Carnegie Mellon & Argo AI team up to get autonomous vehicles on the road

SOURCE: calvin chou/Unsplash
Carnegie Mellon University and Argo AI teamed up on a five-year, US$15 million project in self-driving cars.

By U2B Staff 

Read all stories

Carnegie Mellon University and Argo AI have teamed up on a five-year US$15 million sponsored research partnership, which will explore advanced perception and next-generation decision-making algorithms for autonomous vehicles.

The Ford-backed company is funding the new research centre – the Carnegie Mellon University Argo AI Center for Autonomous Vehicle Research – at its alma mater to accelerate the development of self-driving cars. The research will enable self-driving cars to operate in difficult conditions that are common in the real world, such as winter weather or construction zones.

“We are thrilled to deepen our partnership with Argo AI to shape the future of self-driving technologies,” CMU President Farnam Jahanian said in a statement.


“This investment allows our researchers to continue to lead at the nexus of technology and society, and to solve society’s most pressing problems. Together, Argo AI and CMU will accelerate critical research in autonomous vehicles while building on the momentum of CMU’s culture of innovation.”

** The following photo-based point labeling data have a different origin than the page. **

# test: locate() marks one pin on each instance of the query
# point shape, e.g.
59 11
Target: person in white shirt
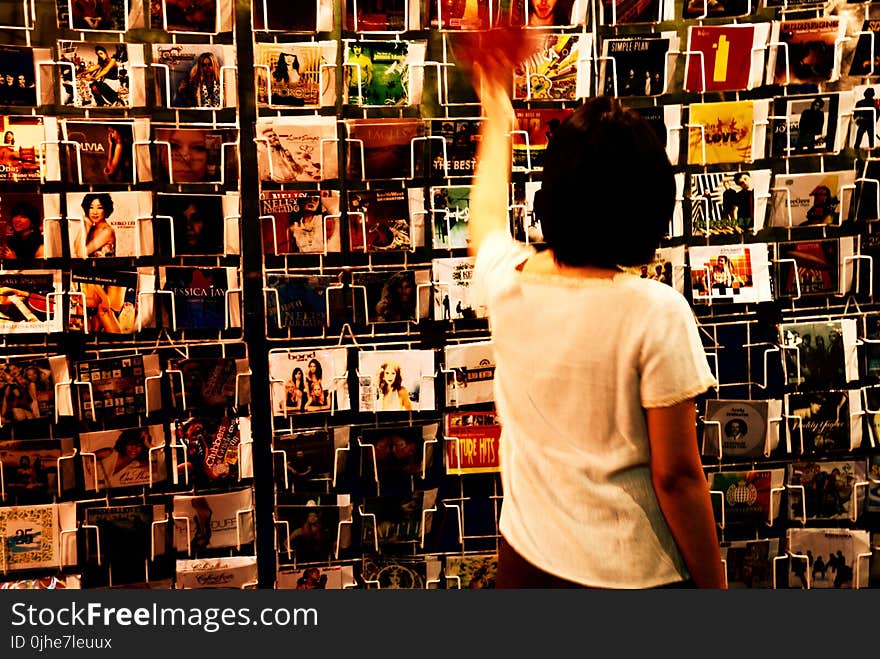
597 370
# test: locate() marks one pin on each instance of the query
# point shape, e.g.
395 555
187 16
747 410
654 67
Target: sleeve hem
681 396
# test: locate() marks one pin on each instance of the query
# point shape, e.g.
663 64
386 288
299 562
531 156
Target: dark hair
616 154
29 211
105 199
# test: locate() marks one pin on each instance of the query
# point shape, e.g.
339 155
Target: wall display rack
237 339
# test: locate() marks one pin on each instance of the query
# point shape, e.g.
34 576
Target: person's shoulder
654 292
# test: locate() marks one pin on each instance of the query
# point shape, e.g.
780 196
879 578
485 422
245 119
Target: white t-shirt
576 362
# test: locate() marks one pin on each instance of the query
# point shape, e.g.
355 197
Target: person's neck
545 263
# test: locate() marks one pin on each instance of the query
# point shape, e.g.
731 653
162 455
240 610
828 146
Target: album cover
384 73
213 521
828 558
99 15
558 71
667 266
383 148
123 458
306 456
820 354
24 156
297 149
25 234
198 224
33 469
28 303
30 537
471 571
534 129
304 305
108 224
471 373
396 380
196 155
400 573
730 273
816 199
281 16
637 65
202 298
805 125
726 131
827 421
383 296
29 388
666 122
54 582
749 563
450 206
211 450
463 14
452 298
101 74
627 12
866 56
193 16
18 85
386 220
300 221
747 497
395 455
725 57
103 152
308 381
111 300
814 267
228 572
397 15
472 441
333 577
749 428
397 519
526 226
455 155
729 203
114 387
534 13
871 344
192 76
201 383
874 475
717 8
123 540
312 531
301 75
826 490
866 197
804 51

The investment follows the introduction of Argoverse, a set of curated data and high-definition maps that Argo AI released for free to researchers.

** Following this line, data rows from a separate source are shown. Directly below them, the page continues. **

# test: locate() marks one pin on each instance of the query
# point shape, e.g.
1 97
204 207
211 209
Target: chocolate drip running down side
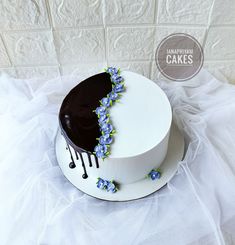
78 123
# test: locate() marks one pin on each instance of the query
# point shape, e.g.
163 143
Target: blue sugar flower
100 111
118 88
106 183
101 150
105 139
116 78
106 128
113 96
112 70
107 102
111 187
154 174
100 183
103 119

Argoverse was created to give academic researchers the ability to study the impact that HD maps have on perception and forecasting, such as identifying and tracking objects on the road, and predicting where those objects will move seconds into the future.

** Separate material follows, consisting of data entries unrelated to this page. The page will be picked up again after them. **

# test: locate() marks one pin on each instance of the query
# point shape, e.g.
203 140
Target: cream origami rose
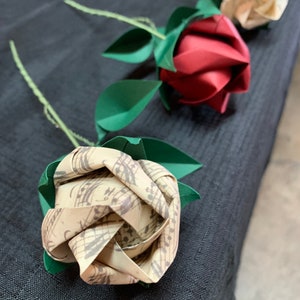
117 217
253 13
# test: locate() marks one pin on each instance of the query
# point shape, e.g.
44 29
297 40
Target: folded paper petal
212 61
117 217
253 13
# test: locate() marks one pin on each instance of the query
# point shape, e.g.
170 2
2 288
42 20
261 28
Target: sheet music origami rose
211 61
117 217
253 13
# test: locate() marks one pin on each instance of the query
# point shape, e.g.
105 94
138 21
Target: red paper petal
212 61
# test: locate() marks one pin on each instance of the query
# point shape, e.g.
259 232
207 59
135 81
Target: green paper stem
49 111
137 22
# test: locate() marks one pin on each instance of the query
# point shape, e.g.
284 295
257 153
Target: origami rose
117 217
253 13
211 61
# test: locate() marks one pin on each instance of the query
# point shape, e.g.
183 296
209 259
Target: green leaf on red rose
178 15
134 46
46 187
176 161
209 8
122 102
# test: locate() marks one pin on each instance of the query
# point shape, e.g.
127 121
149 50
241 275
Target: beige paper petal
253 13
118 218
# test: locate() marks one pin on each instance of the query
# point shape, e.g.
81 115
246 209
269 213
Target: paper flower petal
177 162
115 212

Making datasets like these available to the research community for free “helps compare the performance of different (machine learning – deep net) approaches to solve the ‘same’ problem,” said Raj Rajkumar, an electrical and computer engineering professor at CMU who is not affiliated with Argo. “In other words, they provide some sort of a standard benchmark.”


Carnegie Mellon has been developing autonomous driving technology for more than 30 years. The university’s expertise and its graduates have attracted a number of self-driving car companies to establish operations in Pittsburgh.

Argo AI was founded in 2016 by a team of CMU alumni and experts from across the industry.

“Argo AI, Pittsburgh and the entire autonomous vehicle industry have benefited from Carnegie Mellon’s leadership,” said Bryan Salesky, CEO and co-founder of Argo AI.

“It’s an honour to support development of the next-generation of leaders and help unlock the full potential of autonomous vehicle technology. CMU and now Argo AI are two big reasons why Pittsburgh will remain the centre of the universe for self-driving technology.”